= Menzies Art Brands =

Australian auction house

Menzies Art Brands is an Australian art auction company which includes both the Deutscher-Menzies and Lawson-Menzies auction houses. It is part of the private company Menzies International, which also includes cleaning business Menzies Group and the vineyard Noorilim Estate. It is one of Australia's major art auction houses by takings.

==History==
The company began as Deutscher-Menzies in 1997, founded by entrepreneur Rod Menzies and art dealer Chris Deutscher. Menzies bought Deutscher’s Melbourne based art dealership, and in doing so also acquired a stable of artists including Peter Booth, Bill Henson, John Olsen and John Brack. The first auction was conducted in 1998. In September 2001, Rod Menzies purchased Lawsons, a well known Sydney based auction house, and founded Lawson-Menzies. While Lawson-Menzies initially specialised in collectibles, it soon entered the same high value art market as Deutscher-Menzies. Both competed directly with Sotheby’s and Christie’s, until Christie’s departed Australia in 2005. In 2004, Menzies Art Brands was officially formed from the combining of Deutscher-Menzies and Lawson-Menzies.

In 2004, Lawson-Menzies established a specialist Aboriginal art department to capitalise on the booming Aboriginal art market. Sydney Aboriginal art dealer Adrian Newstead was recruited to run the department. He notably sold Emily Kame Kngwarreye's painting Earth's Creation for $1,056,000 in May 2007. At the time, this was the world record price for Aboriginal art, and is still the highest price paid for a work by an Australian female artist. In the same boom year of 2007, Menzies sold Brett Whiteley's The Olgas for Ernest Giles for $3.48 million (including commissions). This was at the time the record for an Australian artwork sold at auction.
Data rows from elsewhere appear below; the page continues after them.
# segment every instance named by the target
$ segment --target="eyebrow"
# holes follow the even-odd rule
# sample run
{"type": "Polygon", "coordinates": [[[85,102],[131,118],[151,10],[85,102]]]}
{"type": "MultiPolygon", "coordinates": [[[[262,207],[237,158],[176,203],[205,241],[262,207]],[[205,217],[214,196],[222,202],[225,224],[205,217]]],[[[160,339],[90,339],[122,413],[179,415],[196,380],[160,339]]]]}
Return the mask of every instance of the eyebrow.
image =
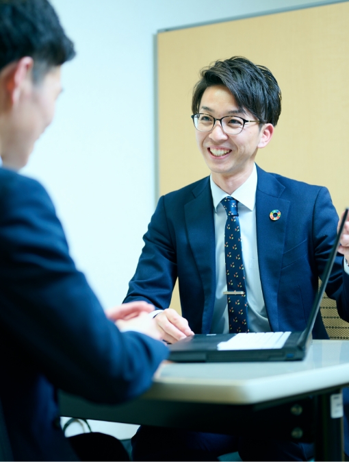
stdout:
{"type": "MultiPolygon", "coordinates": [[[[207,106],[202,106],[201,109],[203,109],[204,110],[208,110],[210,112],[214,112],[213,109],[211,109],[211,108],[209,108],[207,106]]],[[[246,114],[246,112],[244,110],[244,109],[242,109],[242,108],[241,108],[239,109],[233,109],[232,110],[229,110],[227,114],[246,114]]]]}

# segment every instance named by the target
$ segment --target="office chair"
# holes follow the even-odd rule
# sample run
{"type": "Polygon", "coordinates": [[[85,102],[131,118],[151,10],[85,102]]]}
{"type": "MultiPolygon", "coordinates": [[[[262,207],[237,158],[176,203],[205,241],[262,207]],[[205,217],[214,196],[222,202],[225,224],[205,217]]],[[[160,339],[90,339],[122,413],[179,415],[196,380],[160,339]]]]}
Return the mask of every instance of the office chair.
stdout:
{"type": "Polygon", "coordinates": [[[331,340],[349,339],[349,323],[338,315],[336,302],[324,294],[321,301],[321,315],[328,337],[331,340]]]}
{"type": "Polygon", "coordinates": [[[3,407],[0,401],[0,461],[13,461],[12,451],[10,445],[6,424],[3,417],[3,407]]]}

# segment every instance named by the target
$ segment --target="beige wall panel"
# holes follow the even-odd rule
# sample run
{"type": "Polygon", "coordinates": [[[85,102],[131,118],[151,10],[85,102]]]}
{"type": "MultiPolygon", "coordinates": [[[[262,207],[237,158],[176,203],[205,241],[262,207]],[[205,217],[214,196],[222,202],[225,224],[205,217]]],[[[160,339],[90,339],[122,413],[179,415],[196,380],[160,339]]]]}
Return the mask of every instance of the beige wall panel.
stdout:
{"type": "Polygon", "coordinates": [[[209,174],[190,119],[192,88],[201,68],[240,55],[269,67],[283,93],[274,138],[257,162],[327,186],[338,212],[349,205],[348,23],[345,2],[159,34],[160,193],[209,174]]]}

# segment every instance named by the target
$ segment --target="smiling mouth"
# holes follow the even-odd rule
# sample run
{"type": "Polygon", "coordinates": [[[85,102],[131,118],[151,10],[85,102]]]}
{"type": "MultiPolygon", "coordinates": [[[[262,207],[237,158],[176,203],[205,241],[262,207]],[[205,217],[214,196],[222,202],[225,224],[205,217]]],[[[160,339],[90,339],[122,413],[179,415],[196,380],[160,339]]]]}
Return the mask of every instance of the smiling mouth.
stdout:
{"type": "Polygon", "coordinates": [[[209,152],[215,157],[222,157],[231,151],[231,149],[215,149],[214,147],[207,148],[209,152]]]}

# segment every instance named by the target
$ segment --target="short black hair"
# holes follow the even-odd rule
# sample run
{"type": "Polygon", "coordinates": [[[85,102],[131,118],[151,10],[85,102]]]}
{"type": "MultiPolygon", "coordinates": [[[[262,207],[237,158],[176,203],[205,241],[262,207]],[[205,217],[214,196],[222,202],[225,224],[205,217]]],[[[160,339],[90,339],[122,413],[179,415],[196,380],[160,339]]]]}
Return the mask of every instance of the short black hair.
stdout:
{"type": "Polygon", "coordinates": [[[47,0],[0,0],[0,71],[31,56],[37,81],[75,56],[73,42],[47,0]]]}
{"type": "Polygon", "coordinates": [[[270,71],[242,56],[218,60],[201,70],[193,90],[192,110],[199,112],[203,93],[209,86],[224,85],[235,99],[239,110],[247,110],[263,123],[276,125],[281,112],[281,90],[270,71]]]}

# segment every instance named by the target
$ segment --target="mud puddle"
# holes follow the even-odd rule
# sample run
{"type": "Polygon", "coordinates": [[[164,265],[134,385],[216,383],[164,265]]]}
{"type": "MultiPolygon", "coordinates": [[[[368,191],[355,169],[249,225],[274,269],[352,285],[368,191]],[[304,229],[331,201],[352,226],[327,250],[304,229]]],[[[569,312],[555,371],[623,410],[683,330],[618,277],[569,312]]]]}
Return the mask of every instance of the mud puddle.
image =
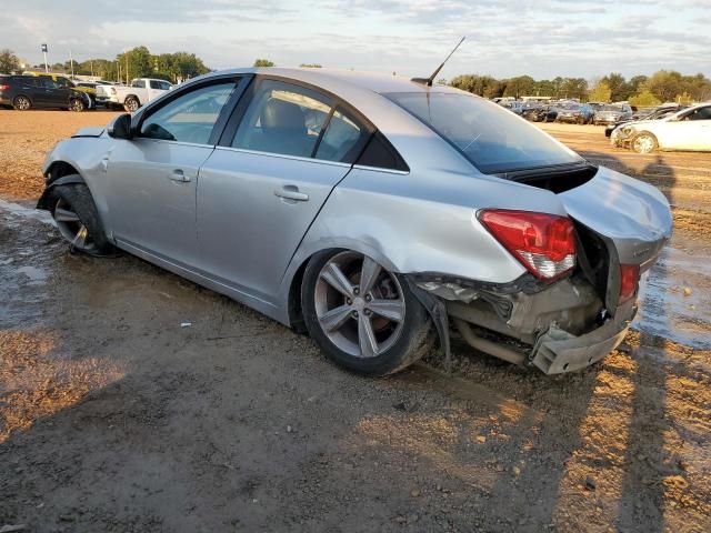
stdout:
{"type": "Polygon", "coordinates": [[[688,250],[667,248],[644,274],[632,328],[698,349],[711,349],[711,263],[688,250]]]}

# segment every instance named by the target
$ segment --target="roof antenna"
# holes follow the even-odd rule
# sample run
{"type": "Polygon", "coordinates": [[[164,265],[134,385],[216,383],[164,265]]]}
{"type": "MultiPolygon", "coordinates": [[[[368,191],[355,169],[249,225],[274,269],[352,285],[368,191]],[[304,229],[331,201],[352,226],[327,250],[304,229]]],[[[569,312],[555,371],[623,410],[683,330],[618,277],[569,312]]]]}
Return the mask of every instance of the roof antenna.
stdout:
{"type": "Polygon", "coordinates": [[[434,77],[440,73],[440,70],[442,70],[442,67],[444,67],[444,63],[447,61],[449,61],[449,58],[451,58],[452,54],[457,51],[457,49],[461,46],[461,43],[464,42],[464,39],[467,39],[467,38],[462,37],[462,39],[454,47],[454,49],[451,52],[449,52],[449,56],[447,58],[444,58],[444,61],[442,61],[442,64],[440,64],[437,68],[437,70],[434,72],[432,72],[432,74],[429,78],[412,78],[411,81],[414,81],[415,83],[422,83],[423,86],[427,86],[427,87],[432,87],[432,82],[434,81],[434,77]]]}

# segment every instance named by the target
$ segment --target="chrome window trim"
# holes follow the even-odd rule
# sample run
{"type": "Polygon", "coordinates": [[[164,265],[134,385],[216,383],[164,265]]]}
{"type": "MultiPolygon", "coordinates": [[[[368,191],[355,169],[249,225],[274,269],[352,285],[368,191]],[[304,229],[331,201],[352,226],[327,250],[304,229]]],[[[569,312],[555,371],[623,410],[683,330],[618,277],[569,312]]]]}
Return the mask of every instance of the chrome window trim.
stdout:
{"type": "Polygon", "coordinates": [[[327,159],[303,158],[303,157],[300,157],[300,155],[288,155],[286,153],[277,153],[277,152],[262,152],[260,150],[248,150],[248,149],[244,149],[244,148],[217,145],[217,147],[214,147],[214,149],[216,150],[226,150],[226,151],[230,151],[230,152],[250,153],[250,154],[253,154],[253,155],[267,155],[267,157],[271,157],[271,158],[289,159],[289,160],[293,160],[293,161],[306,161],[306,162],[309,162],[309,163],[330,164],[332,167],[343,167],[346,169],[350,169],[352,167],[352,164],[342,163],[341,161],[329,161],[327,159]]]}
{"type": "Polygon", "coordinates": [[[367,164],[353,164],[353,169],[367,170],[369,172],[387,172],[389,174],[409,175],[408,170],[384,169],[382,167],[368,167],[367,164]]]}
{"type": "Polygon", "coordinates": [[[201,144],[199,142],[186,142],[186,141],[170,141],[168,139],[152,139],[150,137],[134,137],[131,141],[144,141],[144,142],[169,142],[171,144],[177,144],[181,147],[198,147],[198,148],[209,148],[210,150],[214,149],[214,144],[201,144]]]}

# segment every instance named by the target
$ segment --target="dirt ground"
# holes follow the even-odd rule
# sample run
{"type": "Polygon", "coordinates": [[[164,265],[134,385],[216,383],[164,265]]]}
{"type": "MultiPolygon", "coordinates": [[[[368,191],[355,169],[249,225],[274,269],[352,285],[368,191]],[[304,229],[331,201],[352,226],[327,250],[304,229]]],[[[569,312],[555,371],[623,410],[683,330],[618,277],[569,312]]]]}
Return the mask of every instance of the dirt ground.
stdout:
{"type": "Polygon", "coordinates": [[[110,113],[0,111],[0,531],[711,531],[711,155],[610,149],[674,205],[627,341],[544,376],[454,345],[383,380],[31,209],[110,113]],[[190,325],[182,326],[189,323],[190,325]]]}

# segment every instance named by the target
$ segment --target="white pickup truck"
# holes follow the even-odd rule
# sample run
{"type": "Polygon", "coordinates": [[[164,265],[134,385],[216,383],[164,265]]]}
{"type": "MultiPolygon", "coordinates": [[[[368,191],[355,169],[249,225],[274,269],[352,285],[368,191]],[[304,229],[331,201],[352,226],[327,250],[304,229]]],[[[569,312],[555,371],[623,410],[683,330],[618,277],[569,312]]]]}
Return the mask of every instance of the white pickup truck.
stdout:
{"type": "Polygon", "coordinates": [[[137,78],[130,86],[97,86],[97,102],[107,107],[122,105],[129,113],[170,91],[173,86],[166,80],[137,78]]]}

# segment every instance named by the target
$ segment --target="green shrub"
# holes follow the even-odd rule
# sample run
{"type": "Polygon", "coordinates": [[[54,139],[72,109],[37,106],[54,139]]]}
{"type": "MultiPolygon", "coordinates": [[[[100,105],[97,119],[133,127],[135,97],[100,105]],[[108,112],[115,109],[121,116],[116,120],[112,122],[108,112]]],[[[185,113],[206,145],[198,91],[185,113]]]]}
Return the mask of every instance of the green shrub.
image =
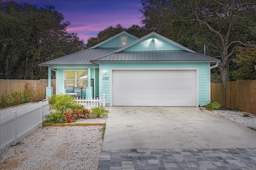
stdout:
{"type": "Polygon", "coordinates": [[[204,107],[208,110],[211,110],[213,109],[219,109],[221,107],[221,105],[217,102],[210,102],[204,107]]]}
{"type": "Polygon", "coordinates": [[[103,106],[98,105],[98,107],[92,108],[90,110],[91,116],[96,118],[103,117],[108,116],[108,114],[110,113],[108,110],[103,106]]]}
{"type": "Polygon", "coordinates": [[[1,97],[1,107],[28,103],[33,99],[33,95],[30,89],[25,90],[23,92],[16,91],[6,96],[3,94],[1,97]]]}
{"type": "Polygon", "coordinates": [[[70,113],[73,113],[74,109],[82,109],[84,107],[76,102],[74,96],[67,94],[54,94],[49,99],[49,104],[51,109],[66,111],[70,113]]]}
{"type": "Polygon", "coordinates": [[[244,113],[243,114],[243,116],[244,117],[249,117],[250,115],[248,113],[244,113]]]}
{"type": "Polygon", "coordinates": [[[51,112],[49,114],[45,117],[46,119],[44,121],[44,123],[65,123],[65,115],[61,110],[57,110],[54,112],[51,112]]]}

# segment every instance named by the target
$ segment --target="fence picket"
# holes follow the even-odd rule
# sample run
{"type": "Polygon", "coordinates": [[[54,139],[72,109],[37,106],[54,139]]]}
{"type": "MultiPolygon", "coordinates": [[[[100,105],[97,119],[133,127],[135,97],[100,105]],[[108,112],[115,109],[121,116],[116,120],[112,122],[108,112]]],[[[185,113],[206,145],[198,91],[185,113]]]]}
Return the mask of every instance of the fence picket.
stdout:
{"type": "MultiPolygon", "coordinates": [[[[94,98],[76,100],[82,104],[85,103],[91,108],[102,104],[102,104],[105,106],[105,100],[104,94],[103,100],[94,98]]],[[[0,153],[11,145],[16,145],[19,139],[41,127],[45,115],[50,113],[50,105],[48,100],[40,102],[34,106],[12,112],[11,116],[0,119],[0,153]]]]}
{"type": "Polygon", "coordinates": [[[0,153],[42,126],[43,115],[50,113],[50,106],[48,101],[40,102],[35,106],[12,113],[12,116],[0,119],[0,153]]]}

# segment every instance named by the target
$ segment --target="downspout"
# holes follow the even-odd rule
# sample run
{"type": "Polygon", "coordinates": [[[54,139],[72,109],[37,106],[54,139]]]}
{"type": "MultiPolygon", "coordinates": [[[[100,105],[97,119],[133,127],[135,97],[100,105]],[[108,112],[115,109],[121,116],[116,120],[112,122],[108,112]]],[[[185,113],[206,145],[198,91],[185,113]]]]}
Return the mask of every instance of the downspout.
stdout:
{"type": "Polygon", "coordinates": [[[55,76],[55,94],[58,94],[58,89],[57,88],[57,85],[58,84],[58,74],[57,74],[57,70],[52,68],[52,70],[55,72],[55,75],[56,75],[55,76]]]}
{"type": "MultiPolygon", "coordinates": [[[[218,63],[216,63],[216,64],[215,65],[214,65],[212,66],[211,66],[210,67],[209,67],[208,68],[208,77],[209,78],[209,88],[208,88],[208,101],[209,102],[211,101],[211,69],[212,68],[215,68],[217,67],[218,65],[219,65],[219,63],[220,62],[218,62],[218,63]]],[[[203,104],[201,104],[199,105],[199,106],[200,107],[202,107],[202,106],[204,106],[206,105],[207,105],[208,104],[208,103],[204,103],[203,104]]]]}

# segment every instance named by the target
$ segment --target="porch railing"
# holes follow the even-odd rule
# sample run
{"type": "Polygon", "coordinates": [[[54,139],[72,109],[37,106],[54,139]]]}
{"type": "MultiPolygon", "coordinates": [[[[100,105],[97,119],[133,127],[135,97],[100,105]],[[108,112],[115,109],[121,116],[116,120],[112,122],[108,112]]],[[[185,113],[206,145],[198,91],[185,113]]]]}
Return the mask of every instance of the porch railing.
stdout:
{"type": "Polygon", "coordinates": [[[102,100],[100,100],[98,97],[97,98],[77,98],[75,100],[78,103],[80,103],[84,106],[87,109],[95,107],[98,105],[102,105],[106,106],[106,95],[103,94],[102,100]]]}

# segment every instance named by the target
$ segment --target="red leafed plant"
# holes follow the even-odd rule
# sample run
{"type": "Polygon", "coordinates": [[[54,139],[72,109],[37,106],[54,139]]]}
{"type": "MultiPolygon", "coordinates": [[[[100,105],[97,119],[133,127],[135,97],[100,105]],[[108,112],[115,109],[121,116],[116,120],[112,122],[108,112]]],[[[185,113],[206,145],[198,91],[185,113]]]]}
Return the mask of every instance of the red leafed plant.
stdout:
{"type": "Polygon", "coordinates": [[[84,117],[84,114],[82,113],[82,110],[80,109],[74,109],[73,110],[73,114],[76,119],[83,118],[84,117]]]}
{"type": "Polygon", "coordinates": [[[90,115],[91,114],[90,113],[90,110],[88,109],[86,109],[84,107],[83,107],[82,109],[83,114],[84,114],[84,117],[85,119],[88,119],[90,117],[90,115]]]}
{"type": "Polygon", "coordinates": [[[64,114],[65,115],[64,120],[66,121],[68,123],[71,123],[73,121],[74,118],[73,117],[72,114],[64,112],[64,114]]]}

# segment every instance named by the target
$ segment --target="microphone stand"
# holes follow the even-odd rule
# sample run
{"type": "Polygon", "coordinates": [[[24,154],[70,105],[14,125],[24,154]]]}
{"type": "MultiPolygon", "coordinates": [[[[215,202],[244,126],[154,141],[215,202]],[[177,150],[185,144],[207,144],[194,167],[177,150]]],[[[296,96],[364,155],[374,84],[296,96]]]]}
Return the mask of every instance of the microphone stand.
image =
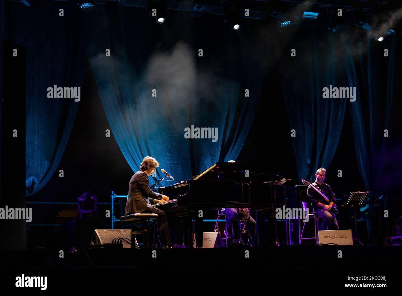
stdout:
{"type": "Polygon", "coordinates": [[[160,179],[158,181],[157,181],[156,183],[154,183],[152,186],[151,186],[151,188],[152,188],[152,190],[153,191],[155,191],[155,186],[156,185],[156,184],[158,184],[158,183],[161,181],[163,181],[163,180],[164,180],[165,178],[166,178],[167,176],[165,176],[162,179],[160,179]]]}

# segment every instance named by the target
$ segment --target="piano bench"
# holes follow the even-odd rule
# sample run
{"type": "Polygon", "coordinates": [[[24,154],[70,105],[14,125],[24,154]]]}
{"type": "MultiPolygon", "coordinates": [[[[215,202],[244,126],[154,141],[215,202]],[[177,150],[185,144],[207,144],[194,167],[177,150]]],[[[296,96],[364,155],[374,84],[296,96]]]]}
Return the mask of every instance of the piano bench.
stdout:
{"type": "Polygon", "coordinates": [[[135,241],[135,234],[144,234],[144,247],[149,248],[148,226],[149,225],[150,220],[157,219],[158,214],[151,214],[148,213],[135,213],[130,214],[120,217],[120,220],[122,222],[129,222],[131,223],[131,247],[134,248],[135,244],[133,242],[135,241]],[[138,223],[142,223],[142,227],[138,227],[135,225],[138,223]],[[136,230],[139,229],[139,230],[136,230]]]}

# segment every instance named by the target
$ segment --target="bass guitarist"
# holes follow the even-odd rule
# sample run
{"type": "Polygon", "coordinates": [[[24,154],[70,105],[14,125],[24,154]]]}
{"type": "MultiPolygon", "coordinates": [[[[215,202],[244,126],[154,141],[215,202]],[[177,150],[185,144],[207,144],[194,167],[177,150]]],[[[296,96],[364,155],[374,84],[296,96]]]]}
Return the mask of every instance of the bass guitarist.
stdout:
{"type": "Polygon", "coordinates": [[[326,170],[320,168],[316,173],[316,182],[310,184],[307,188],[307,195],[310,200],[314,211],[318,216],[322,218],[322,223],[320,227],[320,230],[325,230],[329,225],[331,230],[339,229],[334,211],[331,210],[336,201],[335,195],[332,192],[329,185],[324,182],[325,179],[326,170]],[[319,191],[326,196],[329,201],[324,200],[321,195],[318,193],[312,186],[314,186],[319,191]],[[329,204],[328,204],[329,203],[329,204]]]}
The record is currently held by another work sold through Menzies, Sidney Nolan's First-Class Marksman, which sold to the Art Gallery of New South Wales for $5.4 million in March 2010.

In 2006, Menzies’ business partner Chris Deutscher left to form a new auction company, Deutscher and Hackett, with Menzies’ painting specialist Damian Hackett.

==Controversy==
In 2008, Menzies Art Brands was the subject of an Australian Competition & Consumer Commission (ACCC) inquiry into Rod Menzies' undisclosed interest in his own art sales. Rival auction houses accused Menzies of buying works through Menzies Art Brands auctions that he himself owned or co-owned, thus distorting the market by inflating sales figures, and subsequently giving the impression that the works were fresh to the market when they were resold. This practice is not illegal however, and the ACCC concluded after a lengthy probe that no further action needed to be taken. Following the inquiry, Menzies added a disclaimer to his catalogues that works "may be owned wholly or in part by Menzies Art Brands or the principal of Menzies Art Brands". In 2019 Menzies disclosed explicitly for the first time that 10 lots in an upcoming auction were from his own collection, and had previously been purchased at his own auctions.